Why Did He Come? Why Did God Become Man?
“God, infinitely perfect and blessed in himself, in a plan of sheer goodness, freely created man to make him share in his own blessed life. … To accomplish this, when the fullness of time had come, God sent his Son as Redeemer and Savior.” (CCC 1)
When people ask why Christ came, the usual answer is to say that he came to redeem us. And that is certainly true. But what exactly does that mean? If it means that he came merely to remit our sins, forgiving us for transgressions stretching back to Adam, then it is not enough. Because, in point of fact, Christ came to deifyus.
Why else are we here in the body, if not to be joined to his own? This is not a novel teaching, by the way, but a basic and essential truth of the faith. It is at least as old as St. Paul, who, in his Letter to the Galatians, speaks for us all: “I have been crucified with Christ; it is no longer I who live, but Christ who lives in me; and the life I now live in the flesh I live by faith in the Son of God, who loved me and gave himself for me” (2:20).
That same teaching will later be found in St.

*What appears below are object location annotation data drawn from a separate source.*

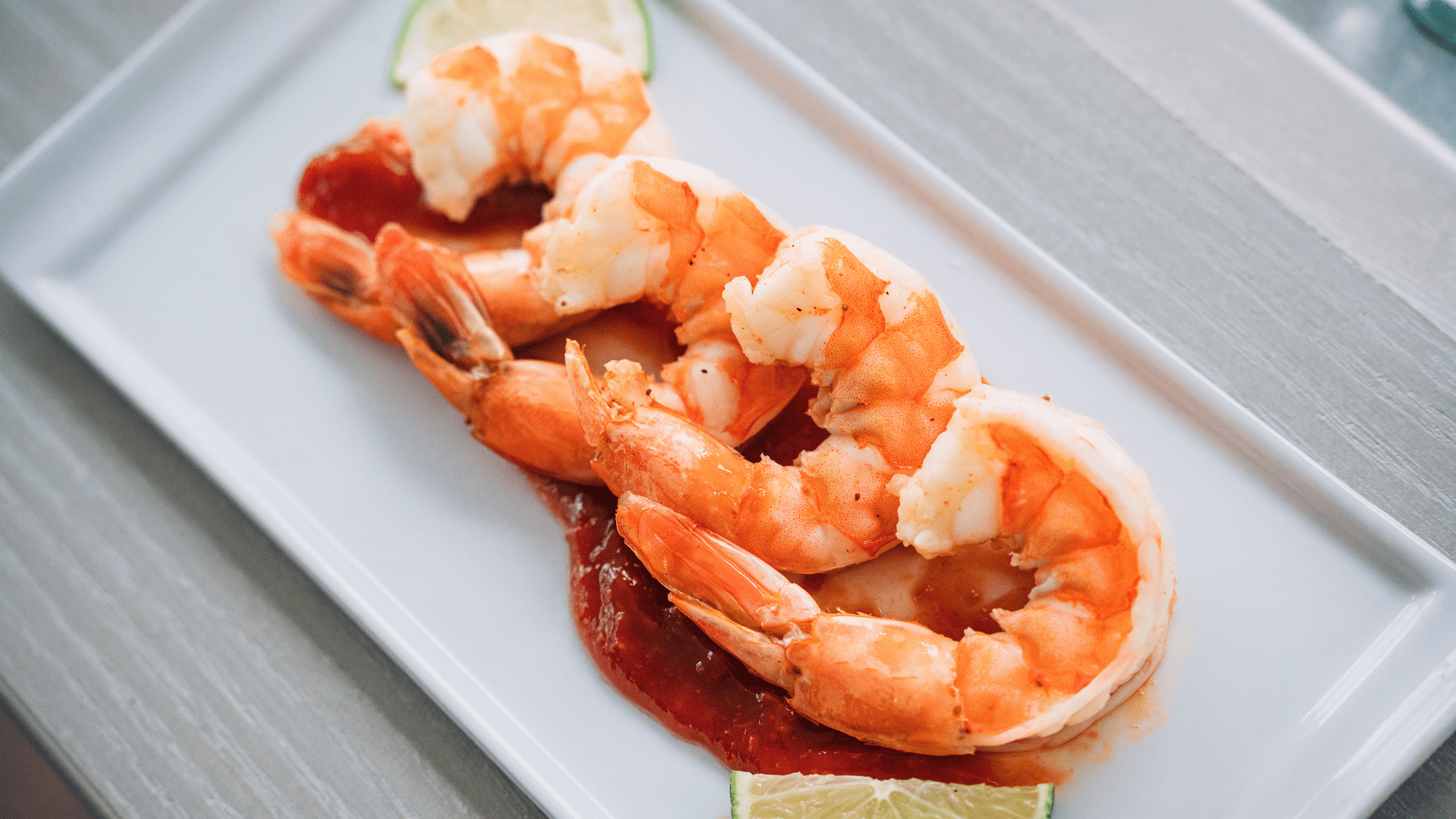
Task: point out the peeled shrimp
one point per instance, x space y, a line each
671 233
889 363
634 233
481 117
520 107
1066 500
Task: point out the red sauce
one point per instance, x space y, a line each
660 660
366 181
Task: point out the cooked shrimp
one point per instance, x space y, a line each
673 233
335 268
519 408
338 270
889 363
522 107
1069 504
481 120
634 233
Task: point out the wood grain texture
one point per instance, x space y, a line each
164 652
168 653
1028 118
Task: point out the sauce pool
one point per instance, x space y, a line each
660 660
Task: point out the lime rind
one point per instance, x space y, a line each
816 796
396 56
434 25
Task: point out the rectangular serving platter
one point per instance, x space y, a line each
1309 666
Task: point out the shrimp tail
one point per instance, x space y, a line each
436 299
335 268
520 410
592 406
740 601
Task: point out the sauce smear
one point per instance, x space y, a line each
660 660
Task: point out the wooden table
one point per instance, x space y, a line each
174 662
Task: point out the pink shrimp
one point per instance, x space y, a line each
889 362
1065 500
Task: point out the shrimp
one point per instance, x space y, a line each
481 122
673 233
889 363
1068 502
519 408
340 272
517 107
634 233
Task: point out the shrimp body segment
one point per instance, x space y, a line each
1071 504
889 363
520 107
519 408
671 233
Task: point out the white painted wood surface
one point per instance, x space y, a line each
175 662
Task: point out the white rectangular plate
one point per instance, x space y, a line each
1311 656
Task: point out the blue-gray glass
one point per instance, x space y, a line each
1436 16
1381 43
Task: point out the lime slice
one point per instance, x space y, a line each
433 25
819 796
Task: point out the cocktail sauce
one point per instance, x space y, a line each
660 660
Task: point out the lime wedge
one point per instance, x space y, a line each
820 796
433 25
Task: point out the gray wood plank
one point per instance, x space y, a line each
164 652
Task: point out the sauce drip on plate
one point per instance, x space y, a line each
660 660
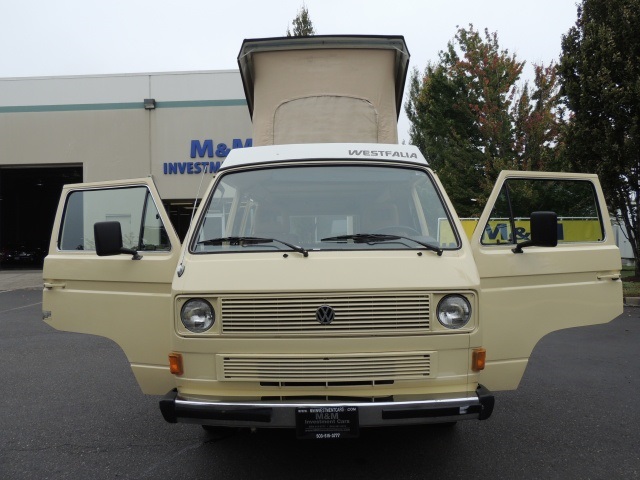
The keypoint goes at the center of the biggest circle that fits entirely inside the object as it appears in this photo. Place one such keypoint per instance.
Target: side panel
(525, 296)
(125, 300)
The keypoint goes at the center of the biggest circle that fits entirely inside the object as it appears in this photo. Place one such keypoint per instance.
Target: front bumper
(409, 410)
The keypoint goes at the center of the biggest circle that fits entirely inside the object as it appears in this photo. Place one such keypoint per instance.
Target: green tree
(302, 25)
(600, 76)
(470, 119)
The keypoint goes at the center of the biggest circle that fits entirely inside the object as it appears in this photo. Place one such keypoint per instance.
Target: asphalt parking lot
(72, 409)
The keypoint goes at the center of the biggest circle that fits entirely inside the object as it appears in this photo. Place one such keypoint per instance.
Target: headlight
(454, 311)
(197, 315)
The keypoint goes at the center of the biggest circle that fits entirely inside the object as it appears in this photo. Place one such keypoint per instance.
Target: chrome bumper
(405, 410)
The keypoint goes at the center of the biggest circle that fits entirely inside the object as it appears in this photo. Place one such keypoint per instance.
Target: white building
(59, 130)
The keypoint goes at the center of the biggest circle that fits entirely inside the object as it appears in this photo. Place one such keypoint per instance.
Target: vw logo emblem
(325, 314)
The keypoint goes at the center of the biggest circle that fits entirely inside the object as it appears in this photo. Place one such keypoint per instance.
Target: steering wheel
(391, 229)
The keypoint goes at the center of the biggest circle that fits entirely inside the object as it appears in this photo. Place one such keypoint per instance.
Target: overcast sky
(85, 37)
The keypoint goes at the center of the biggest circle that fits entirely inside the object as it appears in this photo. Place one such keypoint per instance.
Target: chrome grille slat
(406, 366)
(398, 314)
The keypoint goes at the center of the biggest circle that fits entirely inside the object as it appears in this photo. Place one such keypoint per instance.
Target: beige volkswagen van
(325, 284)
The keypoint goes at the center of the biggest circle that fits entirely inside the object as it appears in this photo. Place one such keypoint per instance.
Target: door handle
(610, 276)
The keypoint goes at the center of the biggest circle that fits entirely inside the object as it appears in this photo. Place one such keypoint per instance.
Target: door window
(574, 201)
(140, 222)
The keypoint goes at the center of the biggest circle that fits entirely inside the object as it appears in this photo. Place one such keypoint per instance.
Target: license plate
(327, 422)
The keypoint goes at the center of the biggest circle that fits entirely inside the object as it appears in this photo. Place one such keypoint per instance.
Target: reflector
(175, 364)
(478, 359)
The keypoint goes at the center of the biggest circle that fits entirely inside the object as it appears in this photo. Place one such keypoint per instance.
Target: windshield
(324, 207)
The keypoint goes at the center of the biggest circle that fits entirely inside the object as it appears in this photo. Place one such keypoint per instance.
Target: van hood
(283, 272)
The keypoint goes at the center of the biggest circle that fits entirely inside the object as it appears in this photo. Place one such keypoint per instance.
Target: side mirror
(108, 236)
(544, 231)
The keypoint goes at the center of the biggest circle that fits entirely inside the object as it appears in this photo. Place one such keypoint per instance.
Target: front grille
(326, 368)
(356, 314)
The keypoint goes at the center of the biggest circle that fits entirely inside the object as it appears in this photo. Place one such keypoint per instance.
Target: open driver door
(122, 296)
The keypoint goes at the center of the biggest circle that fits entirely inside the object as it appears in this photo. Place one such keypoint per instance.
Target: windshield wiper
(372, 238)
(247, 241)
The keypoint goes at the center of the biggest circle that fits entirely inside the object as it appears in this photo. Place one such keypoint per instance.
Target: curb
(631, 301)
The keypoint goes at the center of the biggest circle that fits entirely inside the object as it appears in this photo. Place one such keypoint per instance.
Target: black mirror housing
(544, 231)
(108, 237)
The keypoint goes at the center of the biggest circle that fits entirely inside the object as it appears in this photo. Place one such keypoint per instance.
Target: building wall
(100, 123)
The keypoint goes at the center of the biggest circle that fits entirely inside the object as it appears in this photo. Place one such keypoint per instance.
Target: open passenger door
(529, 292)
(119, 297)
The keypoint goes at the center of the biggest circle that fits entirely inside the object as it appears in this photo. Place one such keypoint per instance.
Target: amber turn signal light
(175, 364)
(478, 359)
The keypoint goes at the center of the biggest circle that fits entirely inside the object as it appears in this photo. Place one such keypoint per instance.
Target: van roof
(324, 151)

Irenaeus of Lyons, Father of Western Theology. “Because of his boundless love,” he reminds us, “Jesus became what we are that he might make us to be what he is.”
More recently, we find it expressed in the writings of St. Elizabeth of the Trinity. “Spirit of Love,” she exclaims, “consuming fire, come down on me and effect in me another Incarnation of the Word. May I be to him another humanity in which he can renew his mystery.”
And, finally, we shall see it enshrined in the most clear and canonical way in the Catechism of the Catholic Church, where, in the very first Article we read: “God, infinitely perfect and blessed in himself, in a plan of sheer goodness freely created man to make him share in his own blessed life.”
Christianity, in other words, is replete with references to a God determined on divinizing those whom he first came to deliver, to rescue from sin and death. God has thus entered into our lives not merely to forgive the grit, but to glorify it. Not just to wipe away the wickedness, but to substitute himself in order to raise us up in a wholly new and radiant way. We are to shine like the very Son himself.
“People who keep on asking if they can’t lead a decent life without Christ, don’t know what life is about,” notes C.S. Lewis. “If they did, they would know that ‘a decent life’ is mere machinery compared with the thing we men are really made for. Morality is indispensable: but the Divine Life, which gives itself to us and which calls us to be gods, intends for us something in which morality will be swallowed up. We are to be re-made.”
And when the life of grace reaches far enough into the self, right down to the bottom of our being, concludes Lewis, “we shall find underneath it all a thing we have never yet imagined: a real Man, an ageless god, a son of God, strong, radiant, wise, beautiful, and drenched in joy.”
Maybe we should try and imagine Christianity in terms of a story, or a musical composition, told in two movements, rather than a manual of the moral life. If we do, we shall at once see the theme of promised deification fairly bursting from every page. What happens in the first movement is that God’s Son falls out of heaven into the flesh of the human being Jesus, becoming truly one of us. Then, in the second, climactic movement, we see how in his self-emptying we are made full, that in his poverty we are made rich, in his weakness strong. In short, that the whole point of God’s becoming human is in order that we might become divine. His kenosis becomes the prelude to our theosis.
Isn’t this the reality we encounter at the heart of every Mass? It is the Great Exchange, after all, so mysteriously signified by the silent prayer of priest and people, who together plead before God:
By the mystery of this water and wine may we come to share in the divinity of Christ who humbled himself to share in our humanity.
For this to happen, however, it is not enough that we remain mere passive spectators, untouched by the amazing spectacle unfolding on stage. Because while the action may originate with God, who not only wrote the script but is the star of the play, the part we play is not unimportant. “What I like best about our God,” says Chesterton, “is that he takes such an intense interest in his secondary characters.”
So, what is our part, the role we are to assume in order to make the play work, to produce a smash hit? Simple. Just give God everything. Hold nothing back. Give him permission to do his utmost in transforming your life. As Mother Teresa whispered to John O’Connor on his way up the aisle of St Patrick’s Cathedral to become New York’s next archbishop, “Give God permission!” It is all that matters, the only and ultimate thing that does matter: Allowing God to take on our humanity, right down to the very dregs, in order that that we might then take on his divinity.
“Hand over the whole natural self,” says Lewis (imagining how God might put it), “all the desires which you think innocent as well as the ones you think wicked — the whole outfit. I will
give you a new self instead. In fact, I will give you Myself: my own will shall become yours.”